As an entry point, a friend put Frank in touch with one dominatrix, and the project grew organically from there. “Dominatrices, who wanted to be involved in the project, started contacting me, which was really great,” she says. Frank worked closely with Ariana Chevalier, who operates Parthenon, the only female-run dungeon in New York City. Ariana’s daughter Hera, one of the dominatrices who works at Parthenon, was also a subject of Frank’s new work.
The artist pairs her dominatrix paintings with portraits of other professional performers: ballerinas. Her models, who include a principal with the New York City Ballet and a dancer at the American Ballet Theatre—both friends of the artist’s—provide a compelling contrast to the taboo subject matter of her erotic tableaux, which lend legitimacy to an often misunderstood subculture. As Frank explains below, being a dominatrix isn’t so much about domination as it is collaboration: The submissive partner and the dominatrix work together to explore issues of pain and desire.
The show also includes one older work, which Frank describes as a kind of abstract self-portrait. “It felt relevant to bridging together these two bodies of work,” she says. “I think maybe the dancers and dominatrices maybe represent different sides of me.”

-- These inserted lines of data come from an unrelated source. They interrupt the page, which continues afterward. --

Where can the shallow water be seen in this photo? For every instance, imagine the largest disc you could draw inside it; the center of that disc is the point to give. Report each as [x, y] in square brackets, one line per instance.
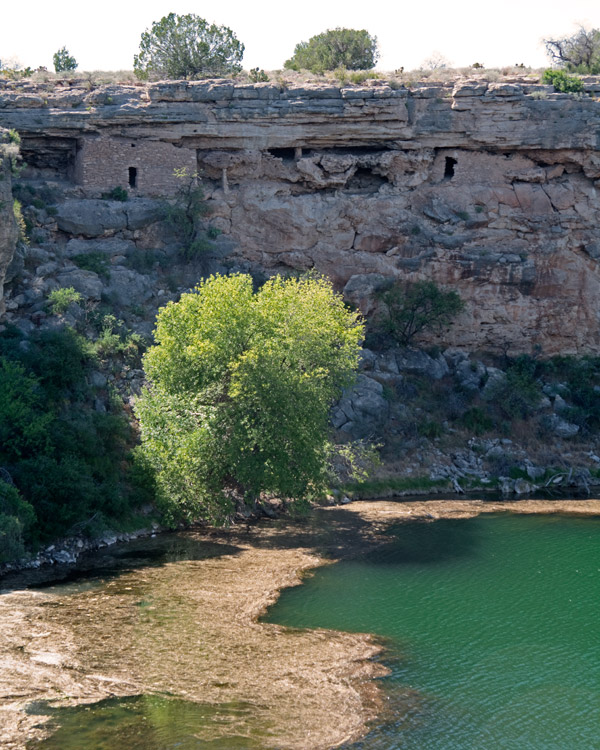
[495, 625]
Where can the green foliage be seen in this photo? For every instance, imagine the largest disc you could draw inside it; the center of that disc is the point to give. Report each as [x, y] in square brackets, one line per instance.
[335, 48]
[17, 517]
[563, 82]
[187, 47]
[409, 310]
[582, 385]
[185, 215]
[578, 53]
[240, 389]
[21, 223]
[96, 262]
[68, 462]
[116, 339]
[117, 193]
[60, 299]
[258, 75]
[518, 395]
[63, 61]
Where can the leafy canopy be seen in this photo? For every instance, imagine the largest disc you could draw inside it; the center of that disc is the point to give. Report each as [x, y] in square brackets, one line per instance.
[187, 47]
[240, 389]
[63, 61]
[336, 48]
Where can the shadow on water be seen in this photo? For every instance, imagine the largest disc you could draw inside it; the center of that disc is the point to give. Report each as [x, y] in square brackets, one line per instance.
[149, 722]
[98, 567]
[427, 543]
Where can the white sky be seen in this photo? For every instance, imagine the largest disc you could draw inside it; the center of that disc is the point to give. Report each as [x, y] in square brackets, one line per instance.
[104, 35]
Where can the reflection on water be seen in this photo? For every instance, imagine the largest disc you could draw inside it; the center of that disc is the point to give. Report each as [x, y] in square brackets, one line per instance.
[148, 722]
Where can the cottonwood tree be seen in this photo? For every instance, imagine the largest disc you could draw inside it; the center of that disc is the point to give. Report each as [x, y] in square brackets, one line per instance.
[578, 53]
[336, 48]
[187, 47]
[240, 387]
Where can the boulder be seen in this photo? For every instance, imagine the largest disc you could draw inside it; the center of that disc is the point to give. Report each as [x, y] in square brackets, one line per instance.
[86, 283]
[561, 428]
[420, 363]
[91, 218]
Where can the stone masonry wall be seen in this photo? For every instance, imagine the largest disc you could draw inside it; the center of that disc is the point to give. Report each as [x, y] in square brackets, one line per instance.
[488, 188]
[105, 163]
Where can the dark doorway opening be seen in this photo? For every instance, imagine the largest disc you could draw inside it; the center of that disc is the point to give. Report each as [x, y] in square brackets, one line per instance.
[449, 168]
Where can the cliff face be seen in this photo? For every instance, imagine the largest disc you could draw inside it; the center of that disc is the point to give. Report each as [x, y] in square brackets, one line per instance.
[8, 226]
[487, 188]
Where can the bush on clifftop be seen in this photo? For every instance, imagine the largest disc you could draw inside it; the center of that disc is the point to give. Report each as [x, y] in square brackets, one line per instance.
[336, 48]
[187, 47]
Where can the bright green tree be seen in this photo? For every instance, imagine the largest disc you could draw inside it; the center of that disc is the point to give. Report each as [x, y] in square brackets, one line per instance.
[335, 48]
[187, 47]
[241, 384]
[63, 61]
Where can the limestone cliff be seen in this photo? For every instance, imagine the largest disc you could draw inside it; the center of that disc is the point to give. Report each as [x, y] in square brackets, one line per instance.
[486, 187]
[8, 226]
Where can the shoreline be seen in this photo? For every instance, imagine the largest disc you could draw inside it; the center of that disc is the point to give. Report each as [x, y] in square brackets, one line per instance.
[62, 647]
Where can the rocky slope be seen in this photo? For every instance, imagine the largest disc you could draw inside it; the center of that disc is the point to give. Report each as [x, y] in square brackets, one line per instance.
[8, 225]
[489, 188]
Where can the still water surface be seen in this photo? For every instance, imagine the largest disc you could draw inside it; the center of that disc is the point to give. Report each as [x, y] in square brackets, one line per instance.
[496, 626]
[492, 630]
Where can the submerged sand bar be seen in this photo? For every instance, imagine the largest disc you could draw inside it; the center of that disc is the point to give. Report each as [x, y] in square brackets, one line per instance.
[188, 625]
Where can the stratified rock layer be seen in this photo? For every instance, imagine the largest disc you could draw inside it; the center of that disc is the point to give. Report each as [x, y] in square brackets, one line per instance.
[488, 188]
[8, 226]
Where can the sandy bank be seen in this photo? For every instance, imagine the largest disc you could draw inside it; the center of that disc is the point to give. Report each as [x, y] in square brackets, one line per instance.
[188, 625]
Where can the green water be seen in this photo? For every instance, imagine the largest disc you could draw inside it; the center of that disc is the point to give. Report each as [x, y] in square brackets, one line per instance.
[492, 626]
[141, 722]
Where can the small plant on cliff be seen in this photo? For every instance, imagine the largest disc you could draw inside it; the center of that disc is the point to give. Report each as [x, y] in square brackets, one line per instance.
[562, 82]
[187, 47]
[350, 49]
[258, 75]
[185, 215]
[60, 299]
[241, 384]
[63, 61]
[408, 310]
[578, 53]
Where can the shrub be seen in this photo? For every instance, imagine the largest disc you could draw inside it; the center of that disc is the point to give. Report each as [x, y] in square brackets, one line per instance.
[335, 48]
[563, 82]
[187, 47]
[408, 310]
[63, 61]
[258, 75]
[60, 299]
[578, 53]
[21, 223]
[69, 462]
[16, 519]
[96, 262]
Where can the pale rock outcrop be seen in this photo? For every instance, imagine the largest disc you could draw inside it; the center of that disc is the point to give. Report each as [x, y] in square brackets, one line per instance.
[8, 226]
[486, 188]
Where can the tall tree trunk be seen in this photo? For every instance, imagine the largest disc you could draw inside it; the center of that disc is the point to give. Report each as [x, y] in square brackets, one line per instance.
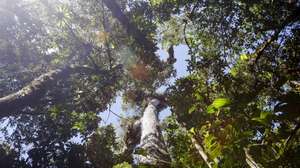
[152, 149]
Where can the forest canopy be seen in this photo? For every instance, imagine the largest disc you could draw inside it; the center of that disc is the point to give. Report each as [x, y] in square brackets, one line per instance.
[63, 63]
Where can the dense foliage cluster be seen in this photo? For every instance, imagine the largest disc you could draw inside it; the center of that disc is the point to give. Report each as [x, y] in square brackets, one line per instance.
[239, 105]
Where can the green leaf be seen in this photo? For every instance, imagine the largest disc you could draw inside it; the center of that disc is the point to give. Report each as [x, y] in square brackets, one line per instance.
[192, 109]
[220, 102]
[211, 109]
[244, 57]
[217, 105]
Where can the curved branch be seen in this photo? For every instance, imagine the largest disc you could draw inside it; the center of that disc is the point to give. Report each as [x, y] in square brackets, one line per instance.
[130, 27]
[32, 94]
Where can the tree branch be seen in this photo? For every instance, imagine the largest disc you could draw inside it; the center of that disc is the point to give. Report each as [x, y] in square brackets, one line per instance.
[32, 94]
[289, 20]
[130, 27]
[140, 37]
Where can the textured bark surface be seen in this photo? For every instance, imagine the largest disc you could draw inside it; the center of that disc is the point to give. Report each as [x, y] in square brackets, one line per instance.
[32, 94]
[152, 149]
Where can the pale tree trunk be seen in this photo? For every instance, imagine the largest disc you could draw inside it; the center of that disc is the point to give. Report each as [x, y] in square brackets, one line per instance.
[152, 149]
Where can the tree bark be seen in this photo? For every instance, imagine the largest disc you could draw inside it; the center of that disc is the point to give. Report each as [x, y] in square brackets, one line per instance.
[32, 94]
[152, 149]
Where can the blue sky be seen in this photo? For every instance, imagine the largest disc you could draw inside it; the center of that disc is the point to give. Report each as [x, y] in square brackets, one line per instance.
[181, 54]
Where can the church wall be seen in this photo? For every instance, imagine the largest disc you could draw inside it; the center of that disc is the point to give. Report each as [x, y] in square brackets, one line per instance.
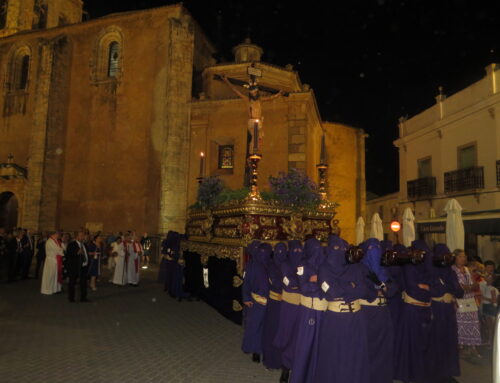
[225, 122]
[113, 145]
[345, 175]
[112, 154]
[15, 129]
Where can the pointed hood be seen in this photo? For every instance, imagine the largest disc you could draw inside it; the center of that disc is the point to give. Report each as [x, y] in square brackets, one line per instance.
[335, 255]
[295, 252]
[386, 245]
[280, 253]
[263, 253]
[314, 253]
[252, 248]
[421, 245]
[373, 258]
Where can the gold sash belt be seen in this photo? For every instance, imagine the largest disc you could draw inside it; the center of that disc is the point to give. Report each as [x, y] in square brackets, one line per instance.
[314, 303]
[259, 299]
[379, 301]
[344, 307]
[446, 298]
[413, 301]
[293, 298]
[274, 295]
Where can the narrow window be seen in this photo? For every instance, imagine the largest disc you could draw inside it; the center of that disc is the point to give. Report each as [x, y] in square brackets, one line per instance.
[3, 13]
[24, 67]
[467, 157]
[425, 168]
[381, 211]
[40, 15]
[114, 59]
[226, 156]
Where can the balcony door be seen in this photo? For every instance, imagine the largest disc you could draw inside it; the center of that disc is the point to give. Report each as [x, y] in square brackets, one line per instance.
[467, 156]
[425, 168]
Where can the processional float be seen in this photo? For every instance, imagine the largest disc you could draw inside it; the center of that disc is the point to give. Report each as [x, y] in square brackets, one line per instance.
[220, 235]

Frank, who is best known for her drawings of the Brothers Grimm fairy tales, continues to present counter-narratives about sexuality, power, and gender through a feminist lens. Recently, artnet News spoke to the artist about sexual dominance, the similarities between her work and Degas’s portraits of dancers, and the complexities of the male and female gaze.
What inspired you to take on dominatrices as the subject for your new work?
I’ve long wanted to do it. I’ve always been interested in narratives of power surrounding women and their bodies, and those undercurrents of sexuality and violence. I first thought about painting dominatrices again when I was watching that show Billions. I was really drawn to the female dominatrix character [Wendy Rhoades played by Maggie Siff] and the attorney general who goes to see her.
The past four or five years now, I’ve been working with fairy tales, first with the Grimm fairy tales, then with The Sorcerer’s Apprentice, and now I’m getting ready to start a third book of fairy tales. They all began as women’s oral stories, told and collected by women and considered women’s art. The early literary storytellers, from the 1300s to the 17th century, were all women, and it was actually considered a kind of proto-feminist art.
Fairy tales were co-opted in the 19th century by people like the Brothers Grimm. Seeing how these men have changed the narrative surrounding women and their bodies—as well as issues of power, violence, and sexuality—I’ve been interested in how women can and do reclaim [those ideas], and dominatrices are one example of this.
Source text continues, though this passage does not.